Among the many issues in dispute through the negotiations was the incorporation of the new 737 MAX from Boeing Co. (NYSE: BA) into Southwest’s fleet. The airline, which currently flies only Boeing’s 737, is the launch customer for the 737 MAX and has ordered 200 of the planes.

According to Boeing’s latest report, Southwest has 239 unfilled orders for 737s, including 200 of the 737 MAX and 39 737-800s. Southwest has taken delivery of 702 Boeing 737s over the years. Southwest took delivery of its first 737 in June of 1971.

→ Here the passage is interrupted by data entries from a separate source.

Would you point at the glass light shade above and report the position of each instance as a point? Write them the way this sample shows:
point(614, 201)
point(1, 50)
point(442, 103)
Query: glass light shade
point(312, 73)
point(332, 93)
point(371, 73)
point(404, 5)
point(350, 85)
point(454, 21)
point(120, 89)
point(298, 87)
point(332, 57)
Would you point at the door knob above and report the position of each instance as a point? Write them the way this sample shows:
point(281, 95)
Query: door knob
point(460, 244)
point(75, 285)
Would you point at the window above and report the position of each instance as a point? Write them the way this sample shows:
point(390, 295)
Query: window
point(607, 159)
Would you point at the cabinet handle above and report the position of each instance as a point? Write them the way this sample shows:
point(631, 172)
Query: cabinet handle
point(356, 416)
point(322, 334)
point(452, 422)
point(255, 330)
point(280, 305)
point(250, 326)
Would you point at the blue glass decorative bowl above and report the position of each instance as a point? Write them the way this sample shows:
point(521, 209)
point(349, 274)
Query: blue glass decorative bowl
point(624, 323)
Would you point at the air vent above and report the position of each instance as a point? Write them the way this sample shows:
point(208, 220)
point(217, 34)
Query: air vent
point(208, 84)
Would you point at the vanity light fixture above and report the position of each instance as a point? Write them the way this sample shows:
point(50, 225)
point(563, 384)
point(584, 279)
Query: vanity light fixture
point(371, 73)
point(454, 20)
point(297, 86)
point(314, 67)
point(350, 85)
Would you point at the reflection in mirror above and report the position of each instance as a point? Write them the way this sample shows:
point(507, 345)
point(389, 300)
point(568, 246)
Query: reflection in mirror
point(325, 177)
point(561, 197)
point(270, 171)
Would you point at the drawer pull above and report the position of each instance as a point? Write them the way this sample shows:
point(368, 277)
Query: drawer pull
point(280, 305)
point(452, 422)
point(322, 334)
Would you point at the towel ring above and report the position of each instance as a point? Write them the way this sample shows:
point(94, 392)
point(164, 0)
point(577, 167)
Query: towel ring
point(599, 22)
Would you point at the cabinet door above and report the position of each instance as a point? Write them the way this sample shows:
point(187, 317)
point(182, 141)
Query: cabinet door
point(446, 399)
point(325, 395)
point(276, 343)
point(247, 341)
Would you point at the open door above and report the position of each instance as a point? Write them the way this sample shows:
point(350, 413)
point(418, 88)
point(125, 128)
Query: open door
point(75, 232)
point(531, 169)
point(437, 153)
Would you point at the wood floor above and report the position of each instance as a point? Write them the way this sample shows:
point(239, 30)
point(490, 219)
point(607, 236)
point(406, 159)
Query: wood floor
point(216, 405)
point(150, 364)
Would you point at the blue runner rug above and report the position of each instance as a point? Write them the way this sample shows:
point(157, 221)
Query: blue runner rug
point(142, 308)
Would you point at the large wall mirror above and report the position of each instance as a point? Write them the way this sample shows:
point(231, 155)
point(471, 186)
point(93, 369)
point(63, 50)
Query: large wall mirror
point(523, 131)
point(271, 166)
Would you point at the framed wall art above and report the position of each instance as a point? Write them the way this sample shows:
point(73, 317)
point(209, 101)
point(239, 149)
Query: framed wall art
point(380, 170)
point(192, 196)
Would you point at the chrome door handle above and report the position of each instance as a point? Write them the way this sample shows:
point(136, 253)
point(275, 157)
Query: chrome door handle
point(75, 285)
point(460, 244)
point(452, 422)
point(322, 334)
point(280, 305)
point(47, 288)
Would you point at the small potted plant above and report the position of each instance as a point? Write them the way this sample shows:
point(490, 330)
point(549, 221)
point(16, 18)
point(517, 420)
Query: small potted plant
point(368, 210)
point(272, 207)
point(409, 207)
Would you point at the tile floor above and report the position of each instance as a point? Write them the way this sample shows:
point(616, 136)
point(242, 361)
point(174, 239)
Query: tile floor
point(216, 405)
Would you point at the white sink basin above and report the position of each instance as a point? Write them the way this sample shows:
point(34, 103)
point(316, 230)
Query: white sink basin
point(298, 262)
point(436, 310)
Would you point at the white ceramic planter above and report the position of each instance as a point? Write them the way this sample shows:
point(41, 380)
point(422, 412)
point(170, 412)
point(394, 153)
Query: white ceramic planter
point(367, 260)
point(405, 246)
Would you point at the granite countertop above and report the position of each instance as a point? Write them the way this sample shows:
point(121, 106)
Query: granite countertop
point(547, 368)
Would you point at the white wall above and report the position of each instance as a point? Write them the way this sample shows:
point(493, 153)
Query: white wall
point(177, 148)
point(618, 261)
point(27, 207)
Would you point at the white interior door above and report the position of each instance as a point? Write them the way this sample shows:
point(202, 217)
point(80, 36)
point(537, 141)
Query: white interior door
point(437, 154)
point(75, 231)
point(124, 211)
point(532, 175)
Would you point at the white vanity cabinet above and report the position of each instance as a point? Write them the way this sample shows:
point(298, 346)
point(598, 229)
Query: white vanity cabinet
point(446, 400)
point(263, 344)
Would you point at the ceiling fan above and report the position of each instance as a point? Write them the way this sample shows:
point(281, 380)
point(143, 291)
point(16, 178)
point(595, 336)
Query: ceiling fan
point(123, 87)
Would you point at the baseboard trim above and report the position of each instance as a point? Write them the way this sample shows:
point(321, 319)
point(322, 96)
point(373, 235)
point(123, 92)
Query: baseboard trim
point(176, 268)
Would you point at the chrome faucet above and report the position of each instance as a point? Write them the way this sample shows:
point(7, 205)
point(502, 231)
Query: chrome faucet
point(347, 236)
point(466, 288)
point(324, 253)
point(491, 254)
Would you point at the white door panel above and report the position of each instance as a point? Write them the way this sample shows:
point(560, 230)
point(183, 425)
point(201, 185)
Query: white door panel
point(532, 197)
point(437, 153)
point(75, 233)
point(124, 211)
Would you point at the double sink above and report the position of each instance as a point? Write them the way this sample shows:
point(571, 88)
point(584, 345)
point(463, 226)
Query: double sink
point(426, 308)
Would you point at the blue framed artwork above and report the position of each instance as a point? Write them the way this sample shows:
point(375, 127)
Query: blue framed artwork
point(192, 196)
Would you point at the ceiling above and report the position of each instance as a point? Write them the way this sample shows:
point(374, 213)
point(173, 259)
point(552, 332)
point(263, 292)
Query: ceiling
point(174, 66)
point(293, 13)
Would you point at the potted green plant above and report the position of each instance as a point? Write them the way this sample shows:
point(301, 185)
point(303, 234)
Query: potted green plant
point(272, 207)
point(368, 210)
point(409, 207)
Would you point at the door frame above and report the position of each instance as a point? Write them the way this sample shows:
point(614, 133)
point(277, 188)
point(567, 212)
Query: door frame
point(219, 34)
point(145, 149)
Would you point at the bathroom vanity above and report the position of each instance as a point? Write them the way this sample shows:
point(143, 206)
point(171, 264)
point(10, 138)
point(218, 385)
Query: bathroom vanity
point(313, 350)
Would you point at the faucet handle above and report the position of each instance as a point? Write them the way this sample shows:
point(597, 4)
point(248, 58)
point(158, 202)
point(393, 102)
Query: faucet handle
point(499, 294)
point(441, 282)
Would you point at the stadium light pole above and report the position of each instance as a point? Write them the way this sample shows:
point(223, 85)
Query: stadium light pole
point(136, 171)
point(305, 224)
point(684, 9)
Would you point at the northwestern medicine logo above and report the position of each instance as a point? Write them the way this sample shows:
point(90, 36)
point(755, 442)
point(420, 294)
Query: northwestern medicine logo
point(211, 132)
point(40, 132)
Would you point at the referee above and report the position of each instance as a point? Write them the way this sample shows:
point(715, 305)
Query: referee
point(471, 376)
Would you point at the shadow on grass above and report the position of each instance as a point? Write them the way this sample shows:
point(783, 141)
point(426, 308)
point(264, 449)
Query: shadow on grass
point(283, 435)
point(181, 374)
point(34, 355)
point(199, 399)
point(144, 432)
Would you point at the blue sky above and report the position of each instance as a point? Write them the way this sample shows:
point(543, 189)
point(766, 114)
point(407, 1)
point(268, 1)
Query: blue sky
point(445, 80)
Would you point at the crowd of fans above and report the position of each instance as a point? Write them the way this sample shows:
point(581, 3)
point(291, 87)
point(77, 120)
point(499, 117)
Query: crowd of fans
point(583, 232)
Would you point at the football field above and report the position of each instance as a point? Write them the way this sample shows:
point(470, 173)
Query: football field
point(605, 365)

Where Southwest and its pilots figure in needs a bit of explanation. The federal Railway Labor Act, which also applies to airlines, requires that during contract negotiations both sides maintain the status quo. The union argued that because the new planes are not listed in the expired contract, the 737 MAX cannot be flown until a new contract had been negotiated.

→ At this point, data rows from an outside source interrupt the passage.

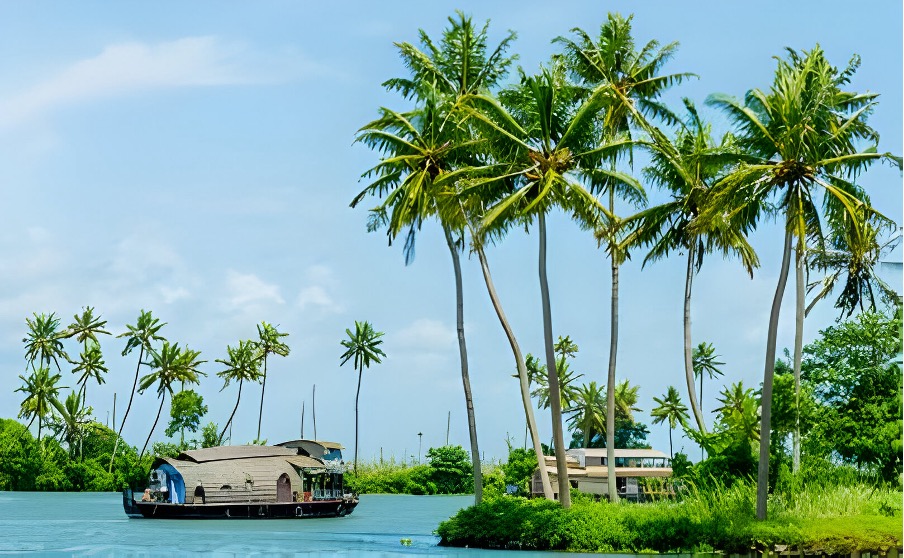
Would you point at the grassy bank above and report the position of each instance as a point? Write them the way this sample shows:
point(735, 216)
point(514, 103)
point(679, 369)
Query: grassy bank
point(831, 519)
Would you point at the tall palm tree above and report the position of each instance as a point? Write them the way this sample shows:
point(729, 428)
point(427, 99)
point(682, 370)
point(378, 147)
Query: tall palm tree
point(688, 166)
point(670, 409)
point(170, 365)
point(542, 138)
point(588, 412)
point(632, 84)
point(40, 391)
point(704, 362)
point(440, 75)
point(362, 347)
point(73, 420)
point(89, 365)
point(803, 137)
point(142, 335)
point(43, 341)
point(528, 369)
point(85, 328)
point(268, 344)
point(242, 364)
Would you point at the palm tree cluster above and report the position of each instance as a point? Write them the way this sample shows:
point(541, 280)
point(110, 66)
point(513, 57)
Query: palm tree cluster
point(480, 158)
point(167, 365)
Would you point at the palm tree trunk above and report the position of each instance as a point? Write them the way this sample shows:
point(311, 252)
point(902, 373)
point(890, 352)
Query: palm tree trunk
point(151, 433)
point(229, 422)
point(357, 396)
point(263, 389)
point(671, 451)
point(465, 376)
point(688, 345)
point(128, 407)
point(610, 388)
point(798, 353)
point(555, 399)
point(522, 374)
point(762, 483)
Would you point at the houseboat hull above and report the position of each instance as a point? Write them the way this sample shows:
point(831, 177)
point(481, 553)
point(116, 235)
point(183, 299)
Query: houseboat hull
point(247, 510)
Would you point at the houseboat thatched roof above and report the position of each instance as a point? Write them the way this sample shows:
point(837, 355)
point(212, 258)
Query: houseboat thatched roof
point(223, 453)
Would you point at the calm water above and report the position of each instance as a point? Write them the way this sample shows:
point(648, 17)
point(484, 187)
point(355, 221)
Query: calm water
point(67, 524)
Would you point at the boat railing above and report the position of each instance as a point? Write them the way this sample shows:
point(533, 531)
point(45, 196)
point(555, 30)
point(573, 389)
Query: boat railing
point(327, 493)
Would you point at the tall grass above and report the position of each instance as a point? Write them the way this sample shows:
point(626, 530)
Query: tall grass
point(825, 515)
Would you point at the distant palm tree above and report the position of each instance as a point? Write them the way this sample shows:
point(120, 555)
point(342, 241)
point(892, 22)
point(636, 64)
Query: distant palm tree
point(704, 362)
point(242, 364)
point(43, 341)
point(72, 423)
point(688, 166)
point(89, 365)
point(670, 409)
point(40, 391)
point(141, 336)
point(169, 366)
point(268, 343)
point(362, 347)
point(588, 411)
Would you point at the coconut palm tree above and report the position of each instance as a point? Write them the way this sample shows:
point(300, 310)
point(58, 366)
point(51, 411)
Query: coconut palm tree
point(242, 364)
point(268, 344)
point(362, 348)
point(440, 74)
point(73, 420)
point(40, 391)
point(529, 370)
point(670, 409)
point(688, 166)
point(704, 362)
point(43, 341)
point(803, 136)
point(542, 138)
point(170, 365)
point(89, 365)
point(632, 84)
point(142, 335)
point(588, 412)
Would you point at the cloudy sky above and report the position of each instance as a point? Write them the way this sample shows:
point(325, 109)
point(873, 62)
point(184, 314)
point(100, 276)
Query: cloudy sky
point(197, 160)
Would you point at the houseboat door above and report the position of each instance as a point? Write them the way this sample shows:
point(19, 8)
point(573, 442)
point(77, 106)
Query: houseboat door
point(283, 488)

Southwest argued that the new plane is no different from other planes already listed in the previous contract except for their new engines. Therefore, the new planes do not need to be specifically named in a new contract.

According to a report at Airways magazine, the agreement reached this week stipulates that “any aircraft with more than 175 seats or that requires a different type rating will drive a re-opening of negotiations until the new contract covers the additional variants.”

Had Southwest and its pilots not reached a new agreement, the airline, which has been retiring older 737s in anticipation of receiving 737 MAX replacements beginning in March 2017, would likely have had to stop the retirements or acquire used 737s.

According to a report at Leeham News, Southwest would have had to pay Boeing for the planes, but the planes would then have had either to sit on the tarmac in Seattle or be flown to the desert for storage until Southwest’s contract with SWAPA was renewed.

In late June, Southwest said that it will delay delivery of 67 new 737 MAX planes until at least 2023, with the last deliveries scheduled for 2025. The original delivery period ran from 2019 through 2022. Without a contract with its pilots, Southwest almost surely would have asked Boeing for some accommodation on payment and may even have delayed more deliveries. That would have been bad news for Boeing’s cash flow.

SWAPA officials are scheduled to meet later this month to decide whether to put the agreement to a vote of its members. If the contract is put to a vote, there is a 30-day voting period, which means the voting would end in early November.